Journal Entry 1 by veleta from Willesden, Greater London United Kingdom on Friday, June 19, 2020
This is the first book in the Spookie Town Murder series.

Abigail Sutton's husband has been missing for a year and a half- She is sure that something must have happened to him, but the cops think that he has abandoned her.

Finally his body shows up. He was murdered, probably by a random person. Abigail finallly has to face the idea of being a widow.

At this time she also loses her job as a graphic designer. So what does she do?

In a month, she passes through a town called Spookie and feels such a connection that buys a house on the spot.

Everybody is friendly to her and she flirts with a retired cop a month after she has learned that her husbad was killed. She becomes immediately successful as an artist and while cleaning her conviently cheap house she starts to investigate the disappearance of the previous inhabitants, She finds scraps of paper that a child had hidden around the house, and she is told that Emily Summers and her two children left the house to go and live somewhere else without saying goodbye.

There is something unnatural and cartoony about the main character. She never felt like a real person. Nobody loses a job and finds that it is the perfect moment to buy a house. Nobody has been on her own for two years and has the budget to make such a purchase without even having to ask her bank for a mortgage. She is so heartbroken that she flirts with a cop a month after learning that her husband is actually dead. Nobody becomes so successful as an artist immediately. Even at the end, there is a throwaway comment that learning who had murdered them compensates Emily and her children. Eh, no. I mean, they are dead, but specially the children, they have lost their lives: they will never fall in love, they will never feel teenage angst, they will never know what sex is, they will never feel angry or in love. Sending the culprit to jail is not going to compensate them of anything because... they are not here to begin with.

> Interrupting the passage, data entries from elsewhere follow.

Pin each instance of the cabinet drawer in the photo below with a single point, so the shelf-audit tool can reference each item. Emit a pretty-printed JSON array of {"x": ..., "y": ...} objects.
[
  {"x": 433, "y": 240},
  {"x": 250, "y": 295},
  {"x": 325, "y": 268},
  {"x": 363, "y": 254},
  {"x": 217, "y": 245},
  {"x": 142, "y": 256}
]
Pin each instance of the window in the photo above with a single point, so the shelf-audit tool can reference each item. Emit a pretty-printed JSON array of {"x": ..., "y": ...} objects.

So these comments bothered me a lot. Recently I read a crime novel by Teresa Driscoll called I Am Watching You and that writer expresses perfectly well the heartbreak, the confusion, the pain in the survivors' lives when somebody disappears. I shouldn't be comparing novels like this but I found several cop-outs throughout this novel,

I would have given the book a lower mark but i thought it was well-written for a cozy murder.